Find the area of the region bounded by the curves of y=sin^-1(x/4), y=0, and x=4 obtained by integrating with respect to y. Your work must include the definite integral and the anti-derivative.

I am really confused on this question. I graphed all of the points, but I have no idea what to do.

Answer 1

The curve is maybe a bit easier to visualize if you write it as x = 4sin(y). The area is

∫[0,π/2] (4-x) dy
= ∫[0,π/2] (4-4sin(y)) dy = 2π-4

∫4-4sin(y) dy = 4y + 4cos(y)

This is a bit easier than using vertical strips, where the area is

∫[0,4] arcsin(x/4) dx

since integrating arcsin(x/4) involves integration by parts.

u = arcsin(x/4)
du = 1/√(16-x^2) dx

dv = dx
v = x

∫arcsin(x/4) dx
= x arcsin(x/4) - ∫x/√(16-x^2) dx
= x arcsin(x/4) + √(16-x^2)

You can see the relation between the two antiderivatives, right?

Answer 2

Yes I do see the relation, but I don't understand what to do next.

Answer 3

Huh? There's nothing to do next. I gave you the first integral. The 2nd one was just for extra credit.

Answer 4

Really that is all? I guess I was over complicating it. Thank you!

Answer 5

To find the area of the region bounded by the curves, we need to integrate with respect to y. However, since the given curves are not functions of y, we need to rewrite them in terms of y.

Let's start by looking at the curve y = sin^⁻¹(x/4). This equation gives us the y-coordinates of the points on the curve for a given x. To find the corresponding x-coordinates, we can take the sine of both sides:

sin(y) = x/4

Now we can express x in terms of y:

x = 4sin(y)

Next, let's consider the curve y = 0. Since y is always 0 for this curve, it represents the x-axis.

Lastly, the curve x = 4 is a vertical line passing through x = 4.

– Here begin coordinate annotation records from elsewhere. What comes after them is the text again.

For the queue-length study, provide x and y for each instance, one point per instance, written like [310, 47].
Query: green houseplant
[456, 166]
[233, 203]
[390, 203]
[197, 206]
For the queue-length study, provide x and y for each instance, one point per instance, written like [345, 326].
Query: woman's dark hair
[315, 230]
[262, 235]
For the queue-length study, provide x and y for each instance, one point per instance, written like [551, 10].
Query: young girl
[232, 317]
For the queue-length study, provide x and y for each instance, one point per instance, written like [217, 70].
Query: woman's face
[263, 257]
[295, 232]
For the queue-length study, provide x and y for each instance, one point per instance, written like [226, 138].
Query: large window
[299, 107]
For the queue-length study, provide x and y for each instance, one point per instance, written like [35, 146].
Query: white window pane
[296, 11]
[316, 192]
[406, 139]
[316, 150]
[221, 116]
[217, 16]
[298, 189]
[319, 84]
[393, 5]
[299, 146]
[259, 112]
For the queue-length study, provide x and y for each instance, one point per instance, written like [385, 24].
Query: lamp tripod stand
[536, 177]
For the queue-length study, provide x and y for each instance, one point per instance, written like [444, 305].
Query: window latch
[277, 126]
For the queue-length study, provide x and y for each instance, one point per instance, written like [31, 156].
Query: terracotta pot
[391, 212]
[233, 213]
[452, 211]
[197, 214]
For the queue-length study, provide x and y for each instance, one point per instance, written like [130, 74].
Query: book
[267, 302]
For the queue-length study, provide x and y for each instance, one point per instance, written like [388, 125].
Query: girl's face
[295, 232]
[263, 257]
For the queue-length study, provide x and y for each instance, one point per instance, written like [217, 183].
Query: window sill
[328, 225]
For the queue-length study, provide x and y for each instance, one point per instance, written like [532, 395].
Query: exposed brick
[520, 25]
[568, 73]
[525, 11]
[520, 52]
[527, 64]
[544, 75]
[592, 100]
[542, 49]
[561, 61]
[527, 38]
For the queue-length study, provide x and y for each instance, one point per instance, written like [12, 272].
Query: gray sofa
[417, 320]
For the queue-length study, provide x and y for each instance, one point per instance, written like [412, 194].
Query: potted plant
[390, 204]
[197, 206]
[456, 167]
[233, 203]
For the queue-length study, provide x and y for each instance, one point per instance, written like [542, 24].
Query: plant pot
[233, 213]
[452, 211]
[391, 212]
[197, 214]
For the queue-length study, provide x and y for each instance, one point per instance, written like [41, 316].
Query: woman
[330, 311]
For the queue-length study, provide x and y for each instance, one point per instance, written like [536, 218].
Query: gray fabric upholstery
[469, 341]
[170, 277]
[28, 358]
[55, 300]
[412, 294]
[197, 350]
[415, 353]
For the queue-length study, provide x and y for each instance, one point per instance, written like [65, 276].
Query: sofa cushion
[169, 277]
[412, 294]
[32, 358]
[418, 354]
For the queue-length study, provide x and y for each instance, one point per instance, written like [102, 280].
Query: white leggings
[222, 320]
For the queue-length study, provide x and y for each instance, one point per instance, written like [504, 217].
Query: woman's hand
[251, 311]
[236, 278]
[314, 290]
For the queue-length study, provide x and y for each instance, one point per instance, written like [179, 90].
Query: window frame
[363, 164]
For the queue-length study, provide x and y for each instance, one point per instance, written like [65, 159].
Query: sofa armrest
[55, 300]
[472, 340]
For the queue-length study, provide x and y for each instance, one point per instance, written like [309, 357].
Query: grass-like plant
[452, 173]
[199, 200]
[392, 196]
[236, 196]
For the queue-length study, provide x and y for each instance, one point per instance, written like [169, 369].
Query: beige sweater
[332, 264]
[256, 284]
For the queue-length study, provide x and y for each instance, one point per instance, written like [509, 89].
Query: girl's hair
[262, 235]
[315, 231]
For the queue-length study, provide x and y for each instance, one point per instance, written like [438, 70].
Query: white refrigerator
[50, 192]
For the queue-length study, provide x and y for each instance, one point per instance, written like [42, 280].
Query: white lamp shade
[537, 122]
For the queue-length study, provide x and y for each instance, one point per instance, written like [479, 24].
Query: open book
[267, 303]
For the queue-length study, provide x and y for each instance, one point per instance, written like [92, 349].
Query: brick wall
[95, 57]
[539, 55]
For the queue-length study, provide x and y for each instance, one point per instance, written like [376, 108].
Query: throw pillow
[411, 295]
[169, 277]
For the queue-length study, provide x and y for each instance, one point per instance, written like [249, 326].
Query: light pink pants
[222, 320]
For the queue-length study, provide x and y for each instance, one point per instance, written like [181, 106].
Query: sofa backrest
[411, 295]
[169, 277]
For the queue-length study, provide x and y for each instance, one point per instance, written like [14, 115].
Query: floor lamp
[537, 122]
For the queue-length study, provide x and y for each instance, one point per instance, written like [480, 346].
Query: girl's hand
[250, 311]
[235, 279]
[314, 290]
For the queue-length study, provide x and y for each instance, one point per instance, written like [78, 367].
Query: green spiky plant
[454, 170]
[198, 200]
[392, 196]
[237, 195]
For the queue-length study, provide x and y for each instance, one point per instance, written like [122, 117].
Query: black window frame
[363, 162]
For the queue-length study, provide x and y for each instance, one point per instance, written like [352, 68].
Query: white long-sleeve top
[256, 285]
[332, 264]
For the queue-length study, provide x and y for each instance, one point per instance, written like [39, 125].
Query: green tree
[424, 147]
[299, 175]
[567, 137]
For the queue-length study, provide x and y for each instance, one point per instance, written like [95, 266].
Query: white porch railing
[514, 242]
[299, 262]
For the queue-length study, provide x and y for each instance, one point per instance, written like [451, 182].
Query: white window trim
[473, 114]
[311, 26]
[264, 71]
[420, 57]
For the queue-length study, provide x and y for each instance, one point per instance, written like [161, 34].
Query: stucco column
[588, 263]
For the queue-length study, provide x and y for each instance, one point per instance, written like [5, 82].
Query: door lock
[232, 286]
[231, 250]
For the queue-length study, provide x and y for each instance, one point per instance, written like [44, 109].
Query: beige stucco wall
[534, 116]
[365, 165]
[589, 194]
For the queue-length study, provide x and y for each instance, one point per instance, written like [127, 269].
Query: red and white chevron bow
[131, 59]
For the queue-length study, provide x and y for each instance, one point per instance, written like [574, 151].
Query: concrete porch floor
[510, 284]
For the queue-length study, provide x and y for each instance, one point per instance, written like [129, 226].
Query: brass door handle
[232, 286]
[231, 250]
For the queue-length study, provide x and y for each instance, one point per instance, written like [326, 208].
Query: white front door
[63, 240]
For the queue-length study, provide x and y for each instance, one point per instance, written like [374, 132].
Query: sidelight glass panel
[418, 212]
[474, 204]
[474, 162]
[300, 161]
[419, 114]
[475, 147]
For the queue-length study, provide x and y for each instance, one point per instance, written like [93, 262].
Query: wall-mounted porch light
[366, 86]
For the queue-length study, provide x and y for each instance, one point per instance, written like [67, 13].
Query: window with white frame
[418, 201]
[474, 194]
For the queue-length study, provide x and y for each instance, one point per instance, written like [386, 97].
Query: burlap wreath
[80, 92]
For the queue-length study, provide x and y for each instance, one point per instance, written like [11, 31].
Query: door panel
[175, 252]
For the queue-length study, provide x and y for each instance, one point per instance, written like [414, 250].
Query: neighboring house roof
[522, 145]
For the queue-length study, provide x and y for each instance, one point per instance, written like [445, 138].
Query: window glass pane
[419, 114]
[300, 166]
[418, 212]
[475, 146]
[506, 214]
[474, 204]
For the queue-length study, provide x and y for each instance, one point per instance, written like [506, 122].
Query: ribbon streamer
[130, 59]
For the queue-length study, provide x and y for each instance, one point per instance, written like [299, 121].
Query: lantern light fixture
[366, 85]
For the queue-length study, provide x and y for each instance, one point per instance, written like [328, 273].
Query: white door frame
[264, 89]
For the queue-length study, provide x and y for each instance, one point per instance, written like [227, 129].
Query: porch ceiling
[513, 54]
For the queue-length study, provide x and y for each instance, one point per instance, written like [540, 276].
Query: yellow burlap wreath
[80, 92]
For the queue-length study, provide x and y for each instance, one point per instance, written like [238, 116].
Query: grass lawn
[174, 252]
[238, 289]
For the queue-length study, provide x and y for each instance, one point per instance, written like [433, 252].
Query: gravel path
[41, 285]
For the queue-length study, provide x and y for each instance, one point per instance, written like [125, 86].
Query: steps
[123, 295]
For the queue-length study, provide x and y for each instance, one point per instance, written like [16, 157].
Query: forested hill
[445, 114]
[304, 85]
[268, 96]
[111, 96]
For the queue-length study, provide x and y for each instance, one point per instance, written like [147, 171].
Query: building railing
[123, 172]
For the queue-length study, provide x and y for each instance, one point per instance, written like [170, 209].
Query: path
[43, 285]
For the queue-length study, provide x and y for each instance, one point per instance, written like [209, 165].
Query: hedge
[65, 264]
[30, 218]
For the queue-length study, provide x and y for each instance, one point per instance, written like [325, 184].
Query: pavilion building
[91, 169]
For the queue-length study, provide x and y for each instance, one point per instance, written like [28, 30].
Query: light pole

To find the boundaries of the region, we need to determine the maximum and minimum values of y. From the equation x = 4sin(y), we can see that the maximum value of y occurs when sin(y) is at its maximum value of 1, which happens when y = π/2. Similarly, the minimum value of y occurs when sin(y) is at its minimum value of -1, which happens when y = -π/2.

Now we can set up the definite integral to find the area. Since we are integrating with respect to y, the integral will have y as the variable of integration. We integrate from the minimum value of y to the maximum value:

Area = ∫[from -π/2 to π/2] [x(y) - 0] dy

Substituting the expression for x in terms of y, we have:

Area = ∫[from -π/2 to π/2] [4sin(y) - 0] dy

To evaluate this integral, we need to find the anti-derivative of 4sin(y), which is -4cos(y).

Area = [-4cos(y)] [from -π/2 to π/2]

Evaluating the anti-derivative at the limits, we get:

Area = [-4cos(π/2)] - [-4cos(-π/2)]

Simplifying, we have:

Area = [-4(0)] - [-4(0)] = 0

Therefore, the area of the region bounded by the curves y = sin^⁻¹(x/4), y = 0, and x = 4 is 0.